The decision to keep the oil tanker ban in place has also been criticized by Tory Leader Pierre Poilievre, who said it is a “nonsensical” double standard.

“Mark Carney’s announced today that he is keeping the Liberal shipping ban on Canadian oil, while American tankers are free to ship in the same waters,” Poilievre posted on X. “That is a costly and nonsensical decision.”

Poilievre has been broadly critical of Carney’s energy policies, saying he has kept in place many policies that stifle development, such as the industrial carbon tax.

Federal NDP Leader Avi Lewis criticized the pipeline agreement, saying that the Liberal government is protecting “the profits of Big Oil.”

“The opaque and confusing public-private partnership ownership structure means it’s very likely that we, the public, will not only bear the risks and the damages, but also the lion’s share of the costs,” he said.

Big Picture

The announcement of agreements with B.C. and Alberta fits into Carney’s broader energy-focused pivot.
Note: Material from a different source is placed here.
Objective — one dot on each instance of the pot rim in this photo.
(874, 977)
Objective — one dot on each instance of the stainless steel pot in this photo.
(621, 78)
It comes after a June 29 “forward guidance” video in which the prime minister said Canada’s emissions would be higher in the next few years than under the Trudeau administration’s plan.

Regarding the pipeline and associated economic agreements with B.C. and Alberta, Carney said they will “catalyze well over $200 billion in direct investments in Canada” and create more than 175,000 new jobs across the country.

While Alberta now has a pathway to a potentially viable pipeline with VLCC capacity, as well as a federal partner, it still awaits the completion of regulatory processes, as the Major Projects Office considers its submission for the project to be designated in the national interest by Oct. 1. If so designated, its approval could be sped up to within two years.

For its part, B.C. gets the oil tanker ban preserved, negotiation of royalty payments, major infrastructure and economic investments, and continuing leverage as the project moves ahead.

Ottawa gets to tout a project of national unity and advance the argument that emissions reductions can coexist with major development of conventional energy.

Alberta has given up on the northern route and accepted that Ottawa calls the shots on carbon reduction. B.C. has accepted it does not have the legal jurisdiction to stop an interprovincial pipeline and Ottawa has acknowledged that the private backing for a pipeline in today’s regulatory climate is lacking.